Il racconto di chi, al Bernabeu, raccontò in telecronaca la vittoria contro il Bayern e la conquista del Triplete
di Bruno Longhi
Già! Oggi sono dieci anni esatti dall’ultima Champions vinta da un’italiana, l’Inter del “Triplete”, e 10 anni esatti dalla mia ultima telecronaca di una finale di Champions (avrei poi commentato un paio di finali di Europa League). Il tempo, spesso, cancella il grosso di un evento, ma ti lascia in eredità dei particolari indelebili. Di quel 22 maggio ricordo il caos che regnava nella zona del Bernabeu e che rendeva difficoltoso pure il breve tragitto dall’hotel allo stadio. Ricordo il caldo. Il sole che a mezzora dal fischio d’inizio non era ancora calato alle spalle della tribuna opposta alla nostra, quella dei telecronisti, e che quindi ce l’avevo proprio in faccia. Non proprio l’ideale dovendo commentare una partita del genere, anzi: una partitissima del genere.
Un timore poi dissoltosi col passare dei minuti. Ricordo l’ottimismo. Dentro di me. Lo stesso che mi aveva fatto compagnia 14 anni prima in occasione di Juventus-Ajax. Ottimismo che mi arrivava - a prescindere dalla forza straripante di quell’Inter- anche dal fatidico numero 22. Dovete sapere che dovendo preparare una telecronaca, si va anche a spulciare nelle statistiche di ogni genere. Dei giocatori, delle squadre, delle date. E così via. E avevo scoperto che solo due volte, in passato, la finale di Champions era stata giocata il 22 maggio. E sempre un’italiana l’aveva spuntata: il Milan, nel 63 a Wembley contro il Benfica, e la Juventus - come ho ricordato prima- nel '96 all’Olimpico.
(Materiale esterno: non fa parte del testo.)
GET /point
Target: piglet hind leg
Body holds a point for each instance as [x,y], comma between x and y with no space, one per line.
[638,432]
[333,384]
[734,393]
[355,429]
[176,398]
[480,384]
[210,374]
E quindi, affidandomi anche alla infantile banalità del “non c’è due senza tre", si rafforzava in me il convincimento che avrei raccontato una partita storica. E così accadde. L’Inter campione dopo 45 anni. Nel nome e nel segno di Milito: maglia 22, 22 gol in campionato, tanto per continuare a dare i numeri. Anzi quel numero. E 2 GOOOL da cineteca, roba da brividi. Gol che trascinano e che ti fanno sentire dentro la partita, come se la stessi giocando. Non so quante volte ho ripetuto il nome del “Principe", in occasione dei due gol. Ma ricordo ancora oggi, come fosse ieri, che le parole mi uscivano a raffica, scandite con ritmo e precisione. Ero io,d’accordo. Ma erano la partita e lo stadio in ebollizione ad amplificare le mie capacità. Poi, la fine, il trionfo. E mentre la voce celebrava il momento in cui Massimo Moratti alzava la coppa al cielo di Madrid, dentro di me provavo una doppia soddisfazione: di essere stato testimone dell’ultimo e decisivo atto del Triplete nerazzurro. E di aver fatto davvero una bella telecronaca. Non è immodestia. E’ la (mia) verità.